There’s a turning point in the Nickel Kids’ “career arc,” easily identified as the dividing line between, “when we didn’t get naked during our shows” and “when we always got naked during our shows.” And I’m pretty sure—maybe Morgan remembers—that Adam was right there with us at that turning point, on that particular night.

The first time we got naked during a show was at the House of Suffering; mid-set we just stripped down and went for it. The crowd was surprised, amused and confused—all except for Adam, who, as we started the next song, joined us in theory and in practice, shucking his own clothes and dancing naked in the pit.

Adam understood what we were doing and why; maybe better than we did.
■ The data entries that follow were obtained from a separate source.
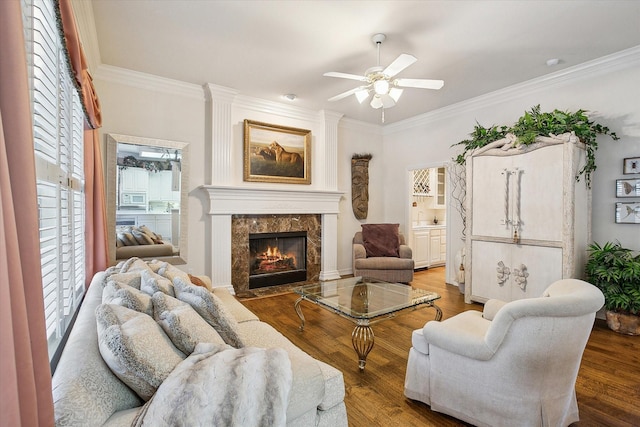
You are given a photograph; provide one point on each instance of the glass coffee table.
(364, 301)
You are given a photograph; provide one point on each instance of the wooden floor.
(608, 386)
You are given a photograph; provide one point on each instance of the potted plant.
(616, 271)
(536, 123)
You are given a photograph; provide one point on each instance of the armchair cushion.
(381, 239)
(491, 308)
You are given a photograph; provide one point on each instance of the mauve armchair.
(386, 268)
(514, 364)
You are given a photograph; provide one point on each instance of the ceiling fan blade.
(345, 76)
(420, 83)
(399, 64)
(345, 94)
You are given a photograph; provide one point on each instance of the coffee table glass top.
(364, 298)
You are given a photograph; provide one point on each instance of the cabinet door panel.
(484, 274)
(541, 194)
(489, 196)
(543, 266)
(434, 249)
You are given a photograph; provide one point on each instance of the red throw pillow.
(381, 239)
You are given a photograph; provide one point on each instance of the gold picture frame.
(274, 153)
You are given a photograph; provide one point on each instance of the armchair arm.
(359, 251)
(491, 308)
(405, 252)
(463, 334)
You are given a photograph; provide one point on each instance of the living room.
(209, 117)
(146, 105)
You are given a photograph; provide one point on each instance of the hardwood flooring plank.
(608, 385)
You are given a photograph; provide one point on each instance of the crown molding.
(360, 126)
(149, 82)
(625, 59)
(276, 108)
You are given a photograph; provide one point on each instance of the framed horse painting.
(275, 153)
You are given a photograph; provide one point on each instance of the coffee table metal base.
(362, 336)
(362, 339)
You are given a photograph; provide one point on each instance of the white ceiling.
(267, 48)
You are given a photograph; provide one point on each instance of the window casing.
(58, 124)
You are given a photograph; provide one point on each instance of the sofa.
(87, 392)
(513, 364)
(140, 242)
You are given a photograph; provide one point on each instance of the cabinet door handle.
(503, 273)
(520, 276)
(505, 219)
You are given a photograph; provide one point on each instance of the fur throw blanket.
(218, 385)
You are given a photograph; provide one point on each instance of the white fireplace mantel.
(225, 201)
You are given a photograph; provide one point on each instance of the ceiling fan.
(380, 81)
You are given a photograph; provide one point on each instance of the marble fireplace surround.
(243, 225)
(269, 207)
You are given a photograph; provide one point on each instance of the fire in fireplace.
(277, 258)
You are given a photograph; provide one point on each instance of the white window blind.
(58, 132)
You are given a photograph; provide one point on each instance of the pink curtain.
(96, 214)
(25, 377)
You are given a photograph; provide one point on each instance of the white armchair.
(514, 364)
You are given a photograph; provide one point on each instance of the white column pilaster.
(219, 132)
(330, 121)
(221, 252)
(329, 259)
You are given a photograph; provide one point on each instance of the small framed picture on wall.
(631, 165)
(628, 213)
(628, 187)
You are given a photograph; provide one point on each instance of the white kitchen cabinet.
(437, 246)
(528, 219)
(420, 248)
(134, 180)
(440, 192)
(160, 187)
(429, 246)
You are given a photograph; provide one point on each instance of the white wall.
(608, 87)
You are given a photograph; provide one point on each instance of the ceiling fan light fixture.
(395, 93)
(381, 87)
(376, 102)
(362, 95)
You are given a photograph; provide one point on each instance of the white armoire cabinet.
(528, 218)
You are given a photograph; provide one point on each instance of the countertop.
(424, 225)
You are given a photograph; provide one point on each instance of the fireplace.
(277, 258)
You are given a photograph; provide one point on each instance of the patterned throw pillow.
(152, 283)
(134, 264)
(211, 308)
(132, 278)
(136, 349)
(171, 272)
(127, 296)
(182, 324)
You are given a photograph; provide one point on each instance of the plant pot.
(628, 324)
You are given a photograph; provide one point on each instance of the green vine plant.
(535, 123)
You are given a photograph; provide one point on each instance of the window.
(58, 133)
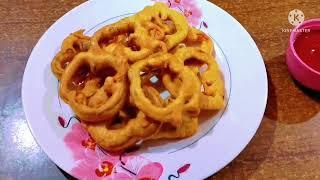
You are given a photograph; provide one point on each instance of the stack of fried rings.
(109, 79)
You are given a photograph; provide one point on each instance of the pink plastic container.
(303, 73)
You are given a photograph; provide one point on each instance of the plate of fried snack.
(161, 89)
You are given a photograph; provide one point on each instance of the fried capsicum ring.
(71, 46)
(95, 85)
(187, 94)
(212, 97)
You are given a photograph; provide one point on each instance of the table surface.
(286, 146)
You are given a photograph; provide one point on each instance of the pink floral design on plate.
(92, 163)
(189, 8)
(139, 168)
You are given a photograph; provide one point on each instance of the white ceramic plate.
(220, 138)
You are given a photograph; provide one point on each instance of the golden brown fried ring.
(127, 135)
(197, 39)
(95, 86)
(127, 38)
(212, 98)
(71, 46)
(160, 13)
(188, 92)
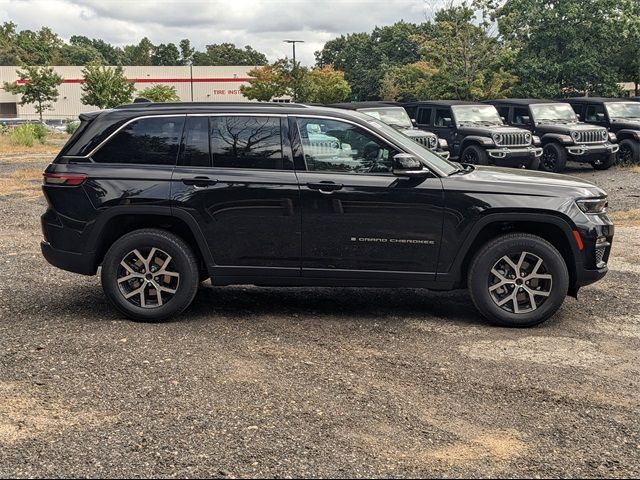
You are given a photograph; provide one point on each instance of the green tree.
(406, 83)
(105, 87)
(160, 93)
(38, 86)
(166, 54)
(323, 85)
(566, 47)
(268, 82)
(229, 54)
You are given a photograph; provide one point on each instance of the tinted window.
(247, 142)
(334, 146)
(441, 114)
(592, 113)
(424, 116)
(153, 141)
(196, 143)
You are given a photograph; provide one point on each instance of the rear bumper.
(506, 153)
(587, 153)
(73, 262)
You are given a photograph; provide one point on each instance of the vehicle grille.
(591, 136)
(518, 139)
(431, 142)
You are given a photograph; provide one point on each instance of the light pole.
(295, 67)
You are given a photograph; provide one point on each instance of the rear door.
(235, 178)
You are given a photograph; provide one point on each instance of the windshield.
(394, 116)
(441, 165)
(553, 112)
(481, 114)
(624, 109)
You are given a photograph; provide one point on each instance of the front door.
(235, 178)
(358, 219)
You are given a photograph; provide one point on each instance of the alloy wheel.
(146, 277)
(520, 283)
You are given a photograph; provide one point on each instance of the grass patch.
(23, 183)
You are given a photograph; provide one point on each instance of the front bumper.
(503, 153)
(586, 153)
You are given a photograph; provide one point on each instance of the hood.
(489, 130)
(531, 183)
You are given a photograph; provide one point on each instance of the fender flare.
(564, 223)
(165, 211)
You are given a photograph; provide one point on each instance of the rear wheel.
(629, 152)
(554, 158)
(150, 275)
(518, 280)
(474, 155)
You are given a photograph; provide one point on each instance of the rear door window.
(146, 141)
(248, 142)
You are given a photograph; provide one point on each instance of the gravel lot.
(313, 382)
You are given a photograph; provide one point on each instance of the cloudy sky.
(261, 24)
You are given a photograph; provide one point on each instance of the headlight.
(593, 205)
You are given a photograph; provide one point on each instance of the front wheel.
(518, 280)
(150, 275)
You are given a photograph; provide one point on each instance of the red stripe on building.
(160, 80)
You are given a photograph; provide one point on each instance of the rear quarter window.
(146, 141)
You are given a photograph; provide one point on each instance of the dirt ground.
(312, 382)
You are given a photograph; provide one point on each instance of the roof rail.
(144, 103)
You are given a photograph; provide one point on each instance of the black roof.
(594, 100)
(522, 101)
(442, 103)
(359, 105)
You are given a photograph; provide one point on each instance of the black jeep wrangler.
(395, 116)
(563, 136)
(476, 134)
(621, 116)
(163, 196)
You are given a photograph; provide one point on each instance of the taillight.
(70, 179)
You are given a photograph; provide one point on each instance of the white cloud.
(263, 24)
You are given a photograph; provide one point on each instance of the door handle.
(201, 182)
(325, 187)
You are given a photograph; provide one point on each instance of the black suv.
(476, 134)
(621, 116)
(163, 196)
(563, 136)
(395, 116)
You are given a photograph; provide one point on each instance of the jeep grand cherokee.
(163, 196)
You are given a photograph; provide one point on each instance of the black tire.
(554, 158)
(141, 306)
(481, 279)
(629, 152)
(605, 164)
(474, 155)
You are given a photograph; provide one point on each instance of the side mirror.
(406, 165)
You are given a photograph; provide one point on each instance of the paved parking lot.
(313, 382)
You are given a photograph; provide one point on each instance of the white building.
(198, 84)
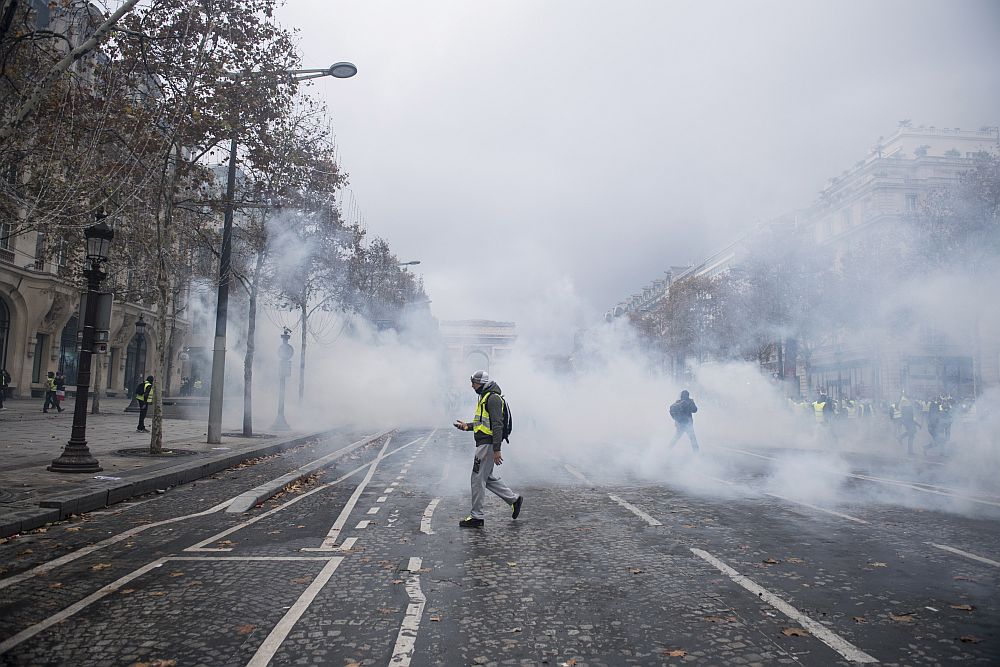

We were being daring and reckless, stripping down to the nude at a show in a pretty safe place, full of friends, in a scene we trusted. But looking back, it’s clear that Adam had already surpassed us. He was living, daily, the embodiment of the convention-questioning and boundary-pushing that we were acting out in our sweaty nakedness.

At the end of our sets, we would put our clothes back on and go home and ease back into the world. Adam didn’t have that option, with the choices he’d made. He couldn’t untie his beard, slip off the crazy wig and de-piercify for the comfort of the world. He looked, and lived, the way he wanted to, for his own enjoyment.

The point of all this is this: There was a moment in the midst of the Nickel Kids’ transition, from dreaming of getting signed by Fat Wreck Chords to being the band we truly dreamed of being, when I turned to Morgan and said, “If that guy ever stops coming to our shows, we’ll know we’ve made a wrong turn.” Morgan nodded; it was obvious. I don’t remember when this was. It might have been before the naked stage; might have been after. It was definitely before “that guy” became our friend Adam, whose company we would come to enjoy in so many different ways and places over the following years.

Even before we knew Adam Haut, we knew who he was, what he meant; and that he was a crucial part of what we were looking for, who we wanted to be, as a band and as people—even before we really knew what that was. I know we weren’t alone in that. I will always be sad that he’s not here. The world needs people like Adam. They inspire us and make us question and give us reasons to keep doing what we want to do, not what everyone else wants (us) to do.

Thank you, Adam, for being a wonderful person, a fun friend and such a fundamental part of one of the best times in my life.